Une séquence de Xenia est un clin d’oeil direct à La Nuit du chasseur de Charles Laughton. Pourquoi cette référence ?

Quand j’écrivais la scène où les deux frères se perdent dans la forêt, je ne pouvais m’empêcher de penser à La Nuit du chasseur. C’est un film qui me touche parce qu’il met en scène des enfants blessés. Tous mes films parlent de ça. Mais j’aurais du mal à expliquer plus profondément pourquoi ce film, que j’aime tant, s’est ainsi imposé de lui-même. Le cinéma m’a accompagné tout au long de ma vie et parfois il m’a sauvé. Si bien qu’aujourd’hui j’ai le sentiment d’avoir une dette envers certains films ou certains réalisateurs.

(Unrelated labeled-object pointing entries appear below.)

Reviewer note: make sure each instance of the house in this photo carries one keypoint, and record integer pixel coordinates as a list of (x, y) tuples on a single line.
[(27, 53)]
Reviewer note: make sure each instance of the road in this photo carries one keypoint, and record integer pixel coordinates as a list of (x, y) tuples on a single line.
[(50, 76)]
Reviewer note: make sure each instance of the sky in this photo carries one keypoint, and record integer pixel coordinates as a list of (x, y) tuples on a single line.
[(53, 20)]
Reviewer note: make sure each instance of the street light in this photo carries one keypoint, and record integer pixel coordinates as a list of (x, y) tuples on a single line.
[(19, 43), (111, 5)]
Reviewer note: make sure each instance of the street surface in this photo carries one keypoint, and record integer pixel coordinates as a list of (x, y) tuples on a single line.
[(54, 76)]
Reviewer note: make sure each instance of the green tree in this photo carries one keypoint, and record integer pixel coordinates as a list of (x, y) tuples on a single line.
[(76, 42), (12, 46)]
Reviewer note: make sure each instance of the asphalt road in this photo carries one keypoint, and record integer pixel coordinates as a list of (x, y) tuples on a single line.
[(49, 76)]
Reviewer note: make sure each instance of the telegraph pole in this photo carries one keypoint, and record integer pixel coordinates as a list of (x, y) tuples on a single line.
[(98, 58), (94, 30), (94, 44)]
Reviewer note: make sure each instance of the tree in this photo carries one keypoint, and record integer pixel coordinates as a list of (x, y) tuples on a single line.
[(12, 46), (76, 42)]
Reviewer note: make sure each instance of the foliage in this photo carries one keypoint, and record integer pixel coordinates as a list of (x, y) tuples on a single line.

Le fantastique frappe régulièrement à la porte de vos films. Votre manière de mêler le réalisme le plus actuel (l’immigration, la crise…) au fantastique a quelque chose d’unique.

Le fantastique m’est indispensable, c’est un besoin, pas un choix esthétique. Dans mon quotidien, la réalité et le rêve se mélangent souvent. Je ne vois pas pourquoi cela ne pourrait pas se faire au cinéma. Cela me semble être le meilleur moyen d’approcher de la vérité. Pour Xenia, c’était naturel de jouer sur la dimension fantastique pour construire le personnage de Dany. Beaucoup de garçons traumatisés trouvent refuge dans l’imaginaire. (...)

Une boîte gay baptisée Fantastiko, une avocate nommée Antigone, la Greek Star… L’humour, la parodie et l’ironie sont constamment à l’oeuvre dans Xenia, comme un pendant à la tragédie. Est-ce que l’humour sauvera la Grèce ?

L’humour sauvera-t-il la Grèce ou bien le monde ? L’humour contient en soi la réflexion. Il permet une distance et pouvoir prendre de la distance face à un problème est un luxe inouï. Je ne pense pas que le cinéma va changer le monde. Mais je suis persuadé qu’il ouvre des perspectives qui aident à voir et à comprendre. Je m’associe entièrement à la conception aujourd’hui devenue cliché mais qui reste juste et belle, émise par André Bazin : « le cinéma est une fenêtre ouverte sur le monde ».